Here in the U.S., our stereotypical notion of Australian modern art is a kind of rough-hewn, primitivistic figuration, often dealing with myths of the Outback, in the manner of Sidney Nolan and Russell Drysdale. After all, there is a rich tradition of such art in Australia and one could not fault a young artist for falling under its spell.

At age 33, Waldemar Kolbusz, however, is a painter with a more global view who has been widely collected and publicized in Australia for paintings that take their inspiration from modern American masters such as Mark Rothko and Clyfford Still. Kolbusz, puts his own spin on the aesthetics of the New York School, creating paintings that extend its tradition in a unique manner, as seen in his recent exhibition at Agora Gallery, 415 West Broadway, in Soho.

What strikes one immediately upon encountering Kolbusz’s large oils on canvas or linen is his unique approach to both color and composition. As a colorist, he has achieved a singular synthesis of Hans Hofmann’s boldness and Mark Rothko’s muted subtlety. Which is to say: Like Hofmann, Kolbusz employs brilliant hues, particularly reds, yellows, and blues, with impressive intrepidness. However, he modulates them in a manner that make his hues seem to smolder rather than to scream, and in that regard his sensibility seems closer to that of Rothko.

Although the exact alchemy through which he accomplishes his effects remains mysterious, as it does with any good painter, Kolbusz appears to layer his colors in luminous glazes rather than applying them alla prima.
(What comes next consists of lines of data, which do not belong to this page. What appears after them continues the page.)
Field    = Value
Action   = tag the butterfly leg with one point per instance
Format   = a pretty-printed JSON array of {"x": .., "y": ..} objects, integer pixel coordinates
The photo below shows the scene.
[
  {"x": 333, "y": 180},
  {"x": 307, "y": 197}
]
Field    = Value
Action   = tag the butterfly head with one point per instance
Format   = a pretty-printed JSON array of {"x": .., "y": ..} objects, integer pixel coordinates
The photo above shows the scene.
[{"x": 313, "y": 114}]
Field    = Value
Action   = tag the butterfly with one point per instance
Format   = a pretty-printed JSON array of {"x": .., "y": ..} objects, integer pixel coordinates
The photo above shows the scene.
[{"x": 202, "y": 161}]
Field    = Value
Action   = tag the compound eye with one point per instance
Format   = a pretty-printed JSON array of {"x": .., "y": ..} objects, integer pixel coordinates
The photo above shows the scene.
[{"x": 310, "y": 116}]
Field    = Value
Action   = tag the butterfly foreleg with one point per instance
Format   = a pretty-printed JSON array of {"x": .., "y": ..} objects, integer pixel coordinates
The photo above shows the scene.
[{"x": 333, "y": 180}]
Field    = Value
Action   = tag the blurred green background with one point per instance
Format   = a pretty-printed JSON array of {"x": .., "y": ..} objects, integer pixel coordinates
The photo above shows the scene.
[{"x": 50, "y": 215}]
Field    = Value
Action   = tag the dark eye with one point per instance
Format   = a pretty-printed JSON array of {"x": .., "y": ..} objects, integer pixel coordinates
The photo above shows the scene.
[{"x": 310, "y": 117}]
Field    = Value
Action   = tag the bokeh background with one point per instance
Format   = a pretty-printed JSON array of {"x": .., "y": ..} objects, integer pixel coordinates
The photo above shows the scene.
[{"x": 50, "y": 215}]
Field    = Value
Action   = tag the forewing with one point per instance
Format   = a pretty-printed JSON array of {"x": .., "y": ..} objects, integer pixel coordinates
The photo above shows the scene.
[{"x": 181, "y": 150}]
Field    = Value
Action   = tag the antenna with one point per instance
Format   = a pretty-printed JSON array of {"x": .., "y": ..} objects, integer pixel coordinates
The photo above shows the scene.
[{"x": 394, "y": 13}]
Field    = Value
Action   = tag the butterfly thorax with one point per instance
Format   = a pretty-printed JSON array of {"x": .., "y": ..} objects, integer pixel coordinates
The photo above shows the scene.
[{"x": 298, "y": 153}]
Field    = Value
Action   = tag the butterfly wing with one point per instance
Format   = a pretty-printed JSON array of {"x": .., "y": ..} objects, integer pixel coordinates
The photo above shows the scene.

This may account for the subtle modulations he achieves with hues that seem to overlap like filmy veils, creating a smoky sense of depth, even while his bold rectangular forms hold fast to the picture plane, asserting its two dimensionality.

Thus Kolbusz animates his canvases with the tug-of-war between illusory and actual space that Hofmann called “push and pull.” And like Hofmann and Rothko, Kolbusz builds his compositions with mostly rectangular shapes, albeit blocked in with bold, broad strokes that eschew hard-edged precision for a juicy looseness. Geometry and gesture converge dynamically in the canvases of Waldemar Kolbusz to achieve a vigorous synthesis at once sensual and architectural.

Like Brice Marden and very few other contemporary painters, Kolbusz has been able to extend the lessons of the Abstract Expressionists and turn them to his own ends in order to forge a visual vocabulary altogether his own. It is built upon both an intellectual comprehension of the painterly tradition to which he belongs and an intuitive ability to trust the spontaneous impulses of his own sensibility. He appears able to rein these gestural impulses in and ride them to victory within the embattled arena of the large canvas.

Much to his credit, Kolbusz does not indulge in the distancing strategies that we see in much postmodern abstraction, wherein the artist hedges his bets in the manner of the Neo Geo school by coyly skirting the unabashed passion that made the work of the New York School so vitally exciting. Rather, Waldemar Kolbusz takes those risks, those glorious gambles that, as Hofmann once put it, enable the artist “to transform the material with which he works back into the sphere of the spirit.” And for that we should all be grateful to this adventurous Australian painter.